Software & Data Management
The proprietary DEMS Control Suite provides synchronized control of mass spectral acquisition, potentiostat triggering, and auxiliary sensor logging within a single time-stamped dataset. Real-time m/z-resolved ion chromatograms are generated with user-defined dwell times, peak deconvolution, and isotopic pattern fitting (e.g., ¹²CO vs. ¹³CO). Batch processing supports automated calibration against NIST-traceable gas standards (e.g., certified CO/N₂ mixtures), background subtraction, and quantification using internal standard normalization. Export formats include .csv, .mzML (PSI standard), and HDF5 for downstream integration with Python-based chemometrics pipelines (e.g., scikit-learn, PyMassSpec). All raw spectra and metadata are stored in a relational SQLite database with built-in versioning and rollback functionality—essential for method validation and regulatory submissions.
Applications
- Electrocatalysis mechanism elucidation: Quantitative tracking of Faradaic efficiency for CO₂-to-fuel conversion pathways (e.g., CO, CH₄, C₂H₄, ethanol) across applied potentials.
- Battery gas evolution profiling: In situ identification and quantification of SEI decomposition gases (C₂H₄, C₂H₆, H₂, CO) during formation cycling and overcharge conditions.
- Corrosion product analysis: Detection of volatile chloride hydrolysis byproducts (Cl₂, HCl) and hydrogen embrittlement indicators (H₂) in aqueous and non-aqueous media.

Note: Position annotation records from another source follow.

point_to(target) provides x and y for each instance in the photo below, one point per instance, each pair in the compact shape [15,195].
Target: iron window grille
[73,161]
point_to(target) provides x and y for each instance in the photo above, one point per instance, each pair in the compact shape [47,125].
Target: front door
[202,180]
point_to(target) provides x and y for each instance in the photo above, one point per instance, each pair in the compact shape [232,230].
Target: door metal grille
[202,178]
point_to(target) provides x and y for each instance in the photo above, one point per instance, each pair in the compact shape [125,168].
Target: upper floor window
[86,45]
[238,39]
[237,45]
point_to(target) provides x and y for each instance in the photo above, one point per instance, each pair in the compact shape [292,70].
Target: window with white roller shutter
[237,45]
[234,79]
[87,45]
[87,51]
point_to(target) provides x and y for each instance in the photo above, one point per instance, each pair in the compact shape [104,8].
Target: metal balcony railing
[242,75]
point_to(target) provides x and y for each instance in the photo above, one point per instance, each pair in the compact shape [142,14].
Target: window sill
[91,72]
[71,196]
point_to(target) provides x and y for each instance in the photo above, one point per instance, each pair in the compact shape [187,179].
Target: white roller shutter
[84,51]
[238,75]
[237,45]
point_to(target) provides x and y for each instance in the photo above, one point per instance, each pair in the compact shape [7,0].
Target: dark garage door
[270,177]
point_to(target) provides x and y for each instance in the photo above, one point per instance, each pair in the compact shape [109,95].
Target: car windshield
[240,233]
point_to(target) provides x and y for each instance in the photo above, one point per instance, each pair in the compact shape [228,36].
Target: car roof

- Heterogeneous catalysis under operando conditions: Coupling with TGA or fixed-bed reactors to correlate mass loss profiles with evolved species (H₂O, NH₃, NOₓ).

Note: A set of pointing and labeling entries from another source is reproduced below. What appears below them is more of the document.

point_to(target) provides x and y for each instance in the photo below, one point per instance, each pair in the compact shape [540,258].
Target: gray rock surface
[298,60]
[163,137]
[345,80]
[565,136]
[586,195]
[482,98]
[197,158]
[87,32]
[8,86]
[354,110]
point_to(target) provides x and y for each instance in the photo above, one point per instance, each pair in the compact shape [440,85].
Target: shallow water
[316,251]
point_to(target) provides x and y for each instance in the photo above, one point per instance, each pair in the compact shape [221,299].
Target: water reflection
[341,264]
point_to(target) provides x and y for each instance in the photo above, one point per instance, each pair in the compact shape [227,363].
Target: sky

- Photoelectrochemical gas detection: Integration with solar simulator systems to monitor photocurrent-correlated O₂ evolution kinetics in photoanodes.
FAQ
What mass ranges are supported, and can they be reconfigured post-purchase?
The CIS-DEMS-DM offers factory-configurable mass ranges of 1–100, 1–200, or 1–300 amu. Hardware-based upper limit is determined by quadrupole rod geometry and RF/DC voltage supply; reconfiguration requires recalibration but no physical component replacement.
Is the system compatible with third-party potentiostats?
Yes—via TTL-triggered start/stop signals and analog voltage inputs for real-time potential/current synchronization. Supported brands include BioLogic, Metrohm Autolab, Gamry, and Pine Research.
Can the vacuum system be maintained in-house?
All Pfeiffer components (HiPace 80, ACP 20) are serviced globally through authorized Pfeiffer service centers. In-situ High-tech provides full technical documentation, spare parts kits, and remote diagnostics support.
Does the system meet GLP or GMP requirements for pharmaceutical electrochemistry studies?
With optional compliance software add-ons (audit trail, user access control, electronic signature), the system satisfies core elements of FDA 21 CFR Part 11 and EU Annex 11 for computerized system validation in regulated labs.
What is the minimum detectable concentration for CO in N₂ matrix?
Under standard operating conditions (100 sccm flow, 1 ms/amu scan, C-SEM detection), the limit of detection is <100 ppb (v/v) at 95% confidence level, verified per ISO 11843-1 protocol.